As always, Jeff Benedict and Dave Askren's respective performances are gorgeous: the former being lustrous and precise, while the latter is feather-light and rhapsodic. Nowhere is this more on display, than on "Pineapple Head," a kind of 'Lucy In The Sky with Diamonds-goescalypso' vibe. The true gem in the mix is "Willow Weep For Me" it is here, that each of the two men - together with Bagg and Romaine, dig deep into their individual emotive expressions, bringing to each melodic phrase a ceaseless variety of soft dynamics and equally graceful potency - complete with a quote from Blood, Sweat and Tears, even before the emotional fireworks start.

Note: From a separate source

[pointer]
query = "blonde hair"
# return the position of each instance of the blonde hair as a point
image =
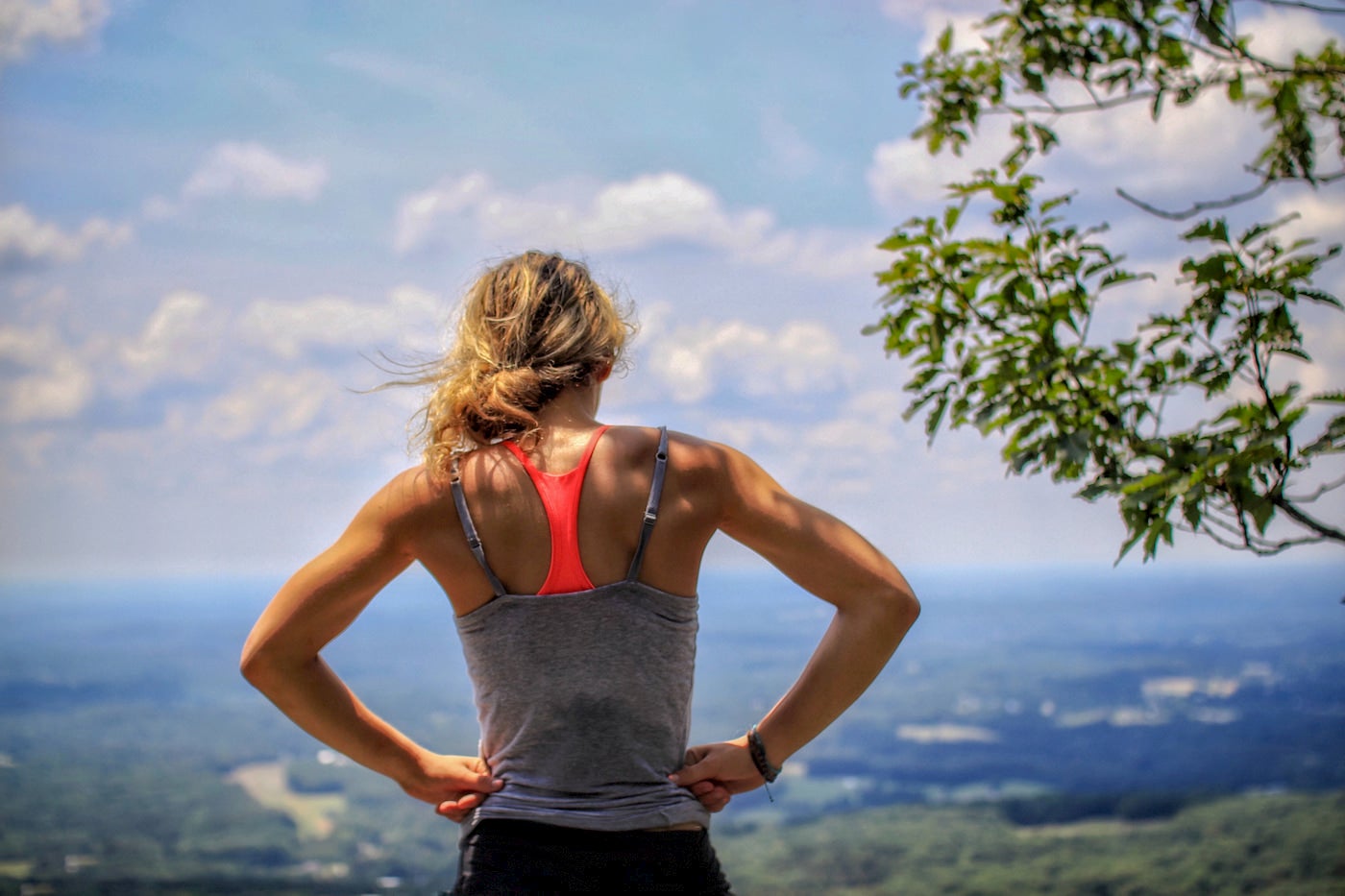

So how do you end a perfect performance? Try a deeply interiorized reading of Jerome
Richardson's "Groove Merchant." The monumental melodic and harmonic gift that both Benedict and Askren bring to this piece is wonderfully complemented here by Bagg's vaulting over the harmony and Romaine whipping up a storm rhythmically. But as a certain William
"Count" Basie once ordered his band to go "one more time", Askren and Benedict take the quartet into a playful version of "Deed I Bu," a rollicking contrafact of "Deed I Do," composed by Paul Romaine, to pay homage to his ever-talented African gray parrot, in an inimitable voice of the Bird (no, not Charlie Parker, but a Bird, nevertheless). I think the salt of an album, is when musicians can lay it out and burn, but also serve it with not taking themselves too seriously, and serving up great fun. You can hear this in every note on, Come Together. Consummate players, having a grand time making music together.